Phthalic acid reacts with resorcinol in the presence of concentrated H$$_2$$SO$$_4$$ to give:

Phthalic acid, when heated with concentrated sulfuric acid, first dehydrates to form phthalic anhydride. The reaction then proceeds with phthalic anhydride acting as an electrophile.

Resorcinol (1,3-dihydroxybenzene) has a highly activated benzene ring due to the presence of two electron-donating hydroxyl groups in the meta position. The ortho and para positions relative to each hydroxyl group are nucleophilic sites.
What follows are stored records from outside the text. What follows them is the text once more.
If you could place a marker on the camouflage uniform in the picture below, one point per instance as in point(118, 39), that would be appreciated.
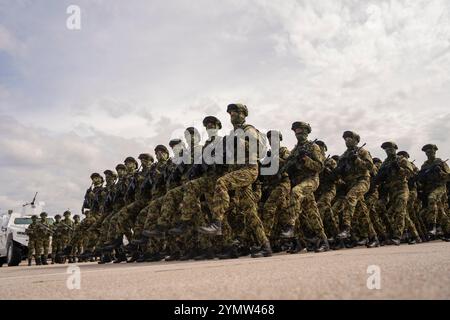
point(240, 180)
point(354, 167)
point(433, 177)
point(44, 234)
point(275, 209)
point(304, 165)
point(34, 242)
point(394, 174)
point(325, 195)
point(127, 216)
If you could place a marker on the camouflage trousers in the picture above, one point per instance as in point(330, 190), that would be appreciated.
point(123, 221)
point(303, 210)
point(192, 210)
point(354, 200)
point(329, 218)
point(35, 247)
point(414, 209)
point(275, 210)
point(435, 210)
point(373, 205)
point(77, 243)
point(397, 209)
point(58, 244)
point(45, 246)
point(240, 181)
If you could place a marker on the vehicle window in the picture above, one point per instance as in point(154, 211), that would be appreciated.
point(4, 220)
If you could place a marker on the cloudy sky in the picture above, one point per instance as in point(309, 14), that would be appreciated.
point(73, 102)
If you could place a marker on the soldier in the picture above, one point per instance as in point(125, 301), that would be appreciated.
point(413, 224)
point(65, 230)
point(34, 242)
point(177, 175)
point(393, 177)
point(94, 201)
point(277, 187)
point(303, 166)
point(203, 179)
point(325, 195)
point(44, 234)
point(115, 201)
point(374, 205)
point(76, 239)
point(55, 237)
point(140, 186)
point(240, 180)
point(354, 167)
point(433, 176)
point(147, 217)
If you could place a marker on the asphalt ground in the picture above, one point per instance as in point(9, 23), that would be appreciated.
point(419, 271)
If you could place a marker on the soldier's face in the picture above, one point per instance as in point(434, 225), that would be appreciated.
point(97, 181)
point(131, 166)
point(110, 179)
point(161, 156)
point(145, 163)
point(211, 129)
point(121, 173)
point(301, 134)
point(350, 142)
point(237, 117)
point(431, 153)
point(391, 152)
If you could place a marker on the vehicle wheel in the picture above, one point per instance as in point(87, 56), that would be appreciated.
point(13, 254)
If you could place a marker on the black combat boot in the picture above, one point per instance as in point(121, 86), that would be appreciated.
point(134, 256)
point(120, 256)
point(173, 256)
point(322, 245)
point(373, 243)
point(155, 257)
point(362, 242)
point(113, 244)
point(230, 252)
point(265, 251)
point(158, 232)
point(141, 241)
point(432, 230)
point(345, 234)
point(188, 255)
point(144, 257)
point(396, 241)
point(288, 232)
point(296, 247)
point(181, 228)
point(206, 254)
point(105, 258)
point(213, 229)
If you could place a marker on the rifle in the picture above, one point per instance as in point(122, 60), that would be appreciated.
point(432, 173)
point(292, 161)
point(45, 228)
point(66, 226)
point(344, 165)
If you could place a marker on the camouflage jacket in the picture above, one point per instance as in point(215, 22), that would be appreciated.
point(351, 170)
point(395, 172)
point(307, 162)
point(433, 173)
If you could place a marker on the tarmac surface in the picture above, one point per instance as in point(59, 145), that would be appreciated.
point(405, 272)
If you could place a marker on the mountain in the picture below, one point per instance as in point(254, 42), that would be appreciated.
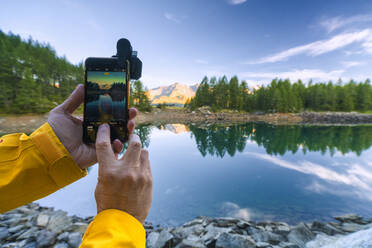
point(173, 94)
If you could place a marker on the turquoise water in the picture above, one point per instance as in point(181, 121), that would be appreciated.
point(252, 171)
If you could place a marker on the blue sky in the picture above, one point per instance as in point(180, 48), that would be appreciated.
point(183, 40)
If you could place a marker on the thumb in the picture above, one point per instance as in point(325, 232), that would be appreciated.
point(133, 153)
point(103, 145)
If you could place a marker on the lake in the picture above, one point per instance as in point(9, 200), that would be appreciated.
point(253, 171)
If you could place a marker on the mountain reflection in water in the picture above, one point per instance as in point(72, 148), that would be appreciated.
point(252, 171)
point(219, 140)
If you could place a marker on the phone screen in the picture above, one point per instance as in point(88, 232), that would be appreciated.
point(105, 102)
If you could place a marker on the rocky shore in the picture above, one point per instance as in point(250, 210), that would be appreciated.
point(33, 226)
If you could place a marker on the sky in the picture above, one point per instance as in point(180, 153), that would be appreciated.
point(184, 40)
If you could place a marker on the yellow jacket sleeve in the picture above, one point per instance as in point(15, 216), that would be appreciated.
point(114, 228)
point(34, 166)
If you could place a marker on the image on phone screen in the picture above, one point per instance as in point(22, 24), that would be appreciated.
point(105, 101)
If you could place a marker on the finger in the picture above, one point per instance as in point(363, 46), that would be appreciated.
point(132, 155)
point(73, 101)
point(144, 159)
point(132, 113)
point(131, 125)
point(105, 154)
point(117, 146)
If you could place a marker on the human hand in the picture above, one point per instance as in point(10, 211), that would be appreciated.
point(69, 129)
point(126, 183)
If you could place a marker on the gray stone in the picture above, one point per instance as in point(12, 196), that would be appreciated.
point(197, 221)
point(74, 239)
point(325, 228)
point(16, 229)
point(63, 237)
point(268, 237)
point(212, 233)
point(349, 218)
point(300, 234)
point(282, 228)
point(187, 243)
point(32, 244)
point(262, 245)
point(3, 233)
point(27, 234)
point(79, 227)
point(151, 239)
point(61, 245)
point(45, 239)
point(288, 245)
point(225, 222)
point(58, 222)
point(351, 227)
point(185, 232)
point(234, 241)
point(164, 239)
point(42, 220)
point(243, 224)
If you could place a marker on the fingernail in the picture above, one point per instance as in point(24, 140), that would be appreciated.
point(103, 126)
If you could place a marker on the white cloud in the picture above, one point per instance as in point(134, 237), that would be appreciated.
point(172, 17)
point(305, 74)
point(338, 22)
point(368, 46)
point(349, 64)
point(201, 61)
point(356, 177)
point(236, 2)
point(322, 46)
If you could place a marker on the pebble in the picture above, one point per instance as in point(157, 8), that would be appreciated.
point(33, 226)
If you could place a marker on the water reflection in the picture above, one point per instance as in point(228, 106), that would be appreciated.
point(218, 140)
point(251, 171)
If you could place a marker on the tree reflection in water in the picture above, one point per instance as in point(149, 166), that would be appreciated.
point(277, 140)
point(219, 140)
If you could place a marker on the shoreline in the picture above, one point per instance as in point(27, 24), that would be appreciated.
point(28, 123)
point(36, 226)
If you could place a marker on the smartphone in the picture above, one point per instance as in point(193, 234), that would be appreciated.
point(106, 98)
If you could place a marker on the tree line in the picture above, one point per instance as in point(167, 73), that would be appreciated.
point(282, 96)
point(33, 79)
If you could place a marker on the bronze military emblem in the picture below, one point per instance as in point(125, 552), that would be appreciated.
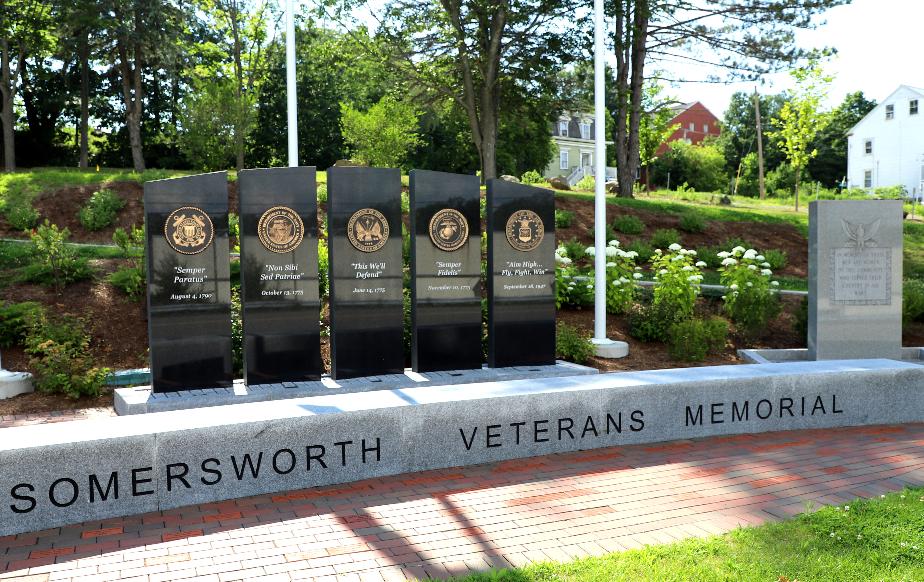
point(448, 229)
point(525, 230)
point(189, 230)
point(367, 230)
point(281, 229)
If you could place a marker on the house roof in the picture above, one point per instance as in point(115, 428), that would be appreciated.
point(885, 102)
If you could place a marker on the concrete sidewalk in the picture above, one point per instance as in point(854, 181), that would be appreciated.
point(451, 522)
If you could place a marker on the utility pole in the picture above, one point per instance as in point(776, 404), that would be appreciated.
point(760, 147)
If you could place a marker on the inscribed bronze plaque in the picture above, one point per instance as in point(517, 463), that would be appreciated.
point(189, 230)
point(367, 230)
point(525, 230)
point(448, 229)
point(280, 229)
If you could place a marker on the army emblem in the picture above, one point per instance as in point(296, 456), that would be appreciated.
point(448, 229)
point(525, 230)
point(189, 230)
point(367, 230)
point(281, 229)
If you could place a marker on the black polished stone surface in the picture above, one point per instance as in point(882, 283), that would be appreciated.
point(279, 275)
point(189, 292)
point(521, 284)
point(366, 295)
point(445, 282)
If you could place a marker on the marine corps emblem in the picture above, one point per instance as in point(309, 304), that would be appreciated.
point(367, 230)
point(448, 229)
point(525, 230)
point(281, 229)
point(189, 230)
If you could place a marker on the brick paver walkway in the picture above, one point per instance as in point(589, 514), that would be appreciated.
point(453, 521)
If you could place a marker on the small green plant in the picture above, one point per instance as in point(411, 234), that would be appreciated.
point(55, 263)
point(628, 224)
point(751, 298)
point(323, 269)
point(22, 217)
point(586, 183)
point(575, 249)
point(664, 237)
point(572, 344)
point(777, 259)
point(237, 332)
point(642, 249)
point(563, 218)
point(130, 280)
point(691, 340)
point(912, 300)
point(100, 210)
point(532, 177)
point(59, 356)
point(569, 290)
point(692, 223)
point(15, 321)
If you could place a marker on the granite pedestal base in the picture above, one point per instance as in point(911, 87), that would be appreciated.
point(57, 474)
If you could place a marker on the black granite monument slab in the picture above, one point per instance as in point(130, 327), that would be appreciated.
point(279, 275)
point(366, 271)
point(189, 291)
point(445, 271)
point(521, 275)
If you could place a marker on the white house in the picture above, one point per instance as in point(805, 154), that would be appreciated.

In the presence of concentrated H₂SO₄, phthalic anhydride undergoes electrophilic substitution with resorcinol. The carbonyl carbon of the anhydride attacks the para position of one hydroxyl group in resorcinol (specifically, the position between the two hydroxyl groups, which is highly activated). This forms an intermediate keto-acid:

$$\text{Phthalic anhydride} + \text{Resorcinol} \rightarrow \text{2-(2,4-dihydroxybenzoyl)benzoic acid}$$

This intermediate undergoes intramolecular cyclization: the carboxylic acid group attacks the ortho position relative to the other hydroxyl group in the resorcinol moiety. This forms a six-membered lactone ring, releasing a water molecule. The resulting compound is fluorescein, which has a xanthene ring system fused to a benzoic acid derivative.

Now, evaluating the options:

• Option A (Phenolphthalein) is formed from phthalic anhydride and phenol (not resorcinol).
• Option B (Alizarin) is formed from phthalic anhydride and catechol (1,2-dihydroxybenzene).
• Option C (Coumarin) is formed from salicylaldehyde and acetic anhydride, not from phthalic acid and resorcinol.
• Option D (Fluorescein) matches the product of phthalic anhydride and resorcinol.

Hence, the correct answer is Option D.